Mahnwache 400 Kronacher zeigen Flagge für den Frieden

Rainer Glissnik

Die Demonstranten setzen ein Zeichen gegen den Krieg in der Ukraine und betonen ihre Solidarität mit dem ukrainischen Volk.

 
Schließen

Diesen Artikel teilen

Kronach - Rund 400 Menschen haben sich am Mittwochabend auf dem Kronacher Marienplatz versammelt, um Flagge zu zeigen gegen den Krieg in der Ukraine. Mit einer Mahnwache für Frieden in Europa zeigten sie ihre Solidarität mit dem Land.

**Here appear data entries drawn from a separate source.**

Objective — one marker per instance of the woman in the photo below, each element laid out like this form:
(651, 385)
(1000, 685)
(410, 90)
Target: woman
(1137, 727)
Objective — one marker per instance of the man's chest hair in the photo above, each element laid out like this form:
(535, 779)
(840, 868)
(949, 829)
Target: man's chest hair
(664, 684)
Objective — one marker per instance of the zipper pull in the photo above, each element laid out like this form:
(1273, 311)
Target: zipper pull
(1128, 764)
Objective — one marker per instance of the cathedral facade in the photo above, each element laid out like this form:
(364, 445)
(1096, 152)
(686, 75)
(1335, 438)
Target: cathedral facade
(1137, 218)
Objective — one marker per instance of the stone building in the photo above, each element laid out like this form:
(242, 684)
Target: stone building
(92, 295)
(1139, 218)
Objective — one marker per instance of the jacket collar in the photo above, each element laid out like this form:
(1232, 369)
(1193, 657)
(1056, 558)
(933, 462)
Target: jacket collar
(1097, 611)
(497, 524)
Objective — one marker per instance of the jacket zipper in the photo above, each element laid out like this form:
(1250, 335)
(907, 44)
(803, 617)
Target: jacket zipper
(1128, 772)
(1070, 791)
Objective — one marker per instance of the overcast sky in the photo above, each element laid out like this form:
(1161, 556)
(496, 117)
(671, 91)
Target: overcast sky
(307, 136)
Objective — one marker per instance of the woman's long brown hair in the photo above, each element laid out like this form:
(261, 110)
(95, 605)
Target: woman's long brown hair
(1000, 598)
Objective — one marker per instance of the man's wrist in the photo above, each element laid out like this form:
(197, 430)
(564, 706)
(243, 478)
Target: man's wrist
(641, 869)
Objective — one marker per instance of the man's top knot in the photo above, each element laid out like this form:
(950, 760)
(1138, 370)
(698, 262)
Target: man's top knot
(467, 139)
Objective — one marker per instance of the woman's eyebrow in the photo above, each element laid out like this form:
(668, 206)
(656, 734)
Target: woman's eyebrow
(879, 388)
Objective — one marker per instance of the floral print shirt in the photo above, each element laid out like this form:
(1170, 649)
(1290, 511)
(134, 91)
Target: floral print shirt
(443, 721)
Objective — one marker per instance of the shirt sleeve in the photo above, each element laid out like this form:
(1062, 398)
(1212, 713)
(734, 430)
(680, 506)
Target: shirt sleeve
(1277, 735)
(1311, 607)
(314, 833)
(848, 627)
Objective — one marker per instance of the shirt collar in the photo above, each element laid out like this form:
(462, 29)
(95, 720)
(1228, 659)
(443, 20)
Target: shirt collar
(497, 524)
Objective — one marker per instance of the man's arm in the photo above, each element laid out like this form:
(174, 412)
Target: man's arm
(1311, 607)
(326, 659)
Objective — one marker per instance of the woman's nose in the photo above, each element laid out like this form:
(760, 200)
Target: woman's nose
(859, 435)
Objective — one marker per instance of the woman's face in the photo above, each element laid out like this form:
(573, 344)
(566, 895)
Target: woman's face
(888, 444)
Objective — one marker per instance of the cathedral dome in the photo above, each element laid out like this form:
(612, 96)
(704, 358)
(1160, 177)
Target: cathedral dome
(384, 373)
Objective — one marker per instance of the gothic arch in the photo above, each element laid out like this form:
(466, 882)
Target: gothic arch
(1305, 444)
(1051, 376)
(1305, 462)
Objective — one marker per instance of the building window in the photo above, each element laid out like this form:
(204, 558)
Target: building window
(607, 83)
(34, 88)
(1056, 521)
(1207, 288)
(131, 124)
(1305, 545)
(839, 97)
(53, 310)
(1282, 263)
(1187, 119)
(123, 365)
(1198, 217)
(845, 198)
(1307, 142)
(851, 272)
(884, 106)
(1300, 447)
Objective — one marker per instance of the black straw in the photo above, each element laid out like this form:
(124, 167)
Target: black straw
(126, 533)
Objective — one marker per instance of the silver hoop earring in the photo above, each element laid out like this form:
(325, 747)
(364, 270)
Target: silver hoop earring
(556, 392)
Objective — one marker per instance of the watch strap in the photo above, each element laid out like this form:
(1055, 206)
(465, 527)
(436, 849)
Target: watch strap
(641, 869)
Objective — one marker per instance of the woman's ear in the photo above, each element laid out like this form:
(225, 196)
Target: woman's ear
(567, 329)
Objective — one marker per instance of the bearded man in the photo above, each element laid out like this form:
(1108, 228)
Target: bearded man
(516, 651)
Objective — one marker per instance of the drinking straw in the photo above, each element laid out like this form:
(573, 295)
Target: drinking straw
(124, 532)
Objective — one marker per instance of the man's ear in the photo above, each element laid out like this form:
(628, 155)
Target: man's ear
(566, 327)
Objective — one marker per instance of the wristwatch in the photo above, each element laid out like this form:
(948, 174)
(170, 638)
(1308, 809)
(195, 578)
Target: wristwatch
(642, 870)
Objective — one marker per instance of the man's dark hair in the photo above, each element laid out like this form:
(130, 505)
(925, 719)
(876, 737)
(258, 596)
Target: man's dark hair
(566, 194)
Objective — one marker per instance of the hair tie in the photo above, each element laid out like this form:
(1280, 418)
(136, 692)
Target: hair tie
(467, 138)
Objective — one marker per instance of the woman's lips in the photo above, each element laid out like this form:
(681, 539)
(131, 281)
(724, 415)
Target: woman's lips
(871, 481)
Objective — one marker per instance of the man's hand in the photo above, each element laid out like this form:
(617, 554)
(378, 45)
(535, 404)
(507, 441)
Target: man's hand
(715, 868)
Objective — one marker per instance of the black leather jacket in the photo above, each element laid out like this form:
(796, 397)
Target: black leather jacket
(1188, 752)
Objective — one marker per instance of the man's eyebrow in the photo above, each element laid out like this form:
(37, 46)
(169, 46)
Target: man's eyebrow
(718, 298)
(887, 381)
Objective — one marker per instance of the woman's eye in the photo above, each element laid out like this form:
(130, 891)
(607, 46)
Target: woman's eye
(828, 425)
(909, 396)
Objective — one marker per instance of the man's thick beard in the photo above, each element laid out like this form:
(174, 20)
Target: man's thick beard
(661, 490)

Nach der Werbung weiterlesen

„Was mit den Menschen in der Ukraine passiert macht mich fassungslos“, erklärte Stadtrat Peter Witton (Grüne), der die Veranstaltung moderierte. „Wer jetzt noch Sympathien für diesen Machthaber, Autokraten und Diktator Putin hat, sollte seinen Kompass für Recht und Verbrechen überprüfen.“ Putin befehle auch ohne Rücksicht auf eigene Verluste die Zerstörung eines Landes mit entsetzlich vielen unschuldigen Toten. „Wenn ich daran denke, dass ich noch vor kurzem in der Stadt Kronach die Rufe `Wir wollen keine Diktatur´ gehört habe, erschreckt es mich zutiefst, wenn ich den Vergleich ziehe zum Kampf für die Freiheit in der Ukraine.“ Peter Witton hofft, dass wie in der biblischen Geschichte David gegen Goliath auch in diesem ungleichen Kampf die Freiheit für die Ukraine erhalten bleibt.

Angriff auf ein friedliches Land

„Am 24. Februar veränderte sich die Welt, in Europa brach Krieg aus. Ein völkerrechtswidriger Angriffskrieg auf ein friedliches Land“, zeigte sich Sabine Groß (SPD) – sie gab den Anstoß zur Friedensdemonstration – erschüttert. „Es muss deutlich gesagt werden, dass Putin und seine Clique Kriegsverbrecher sind. Die Begründung für den Überfall auf den souveränen Staat Ukraine ohne Kriegserklärung beruht auf dreisten Lügen.“ Es sei nicht nur ein Angriff auf die Ukraine, sondern der gezielte Angriff eines Autokraten auf die europäischen Werte, Freiheit und Demokratie – die Putin fürchtet. Sabine Groß befürchtet, dass die Ukraine nicht das letzte Opfer Putins sein wird, wenn ihm nicht Einhalt geboten wird. Moldawien und Georgien könnten nächste Ziele sein. Auch Schweden und Finnland habe er gedroht. Trotz allem müsse es möglich sein, zum Dialog mit Russland zurückfinden zu können. Die russische Führung sei nicht das russische Volk.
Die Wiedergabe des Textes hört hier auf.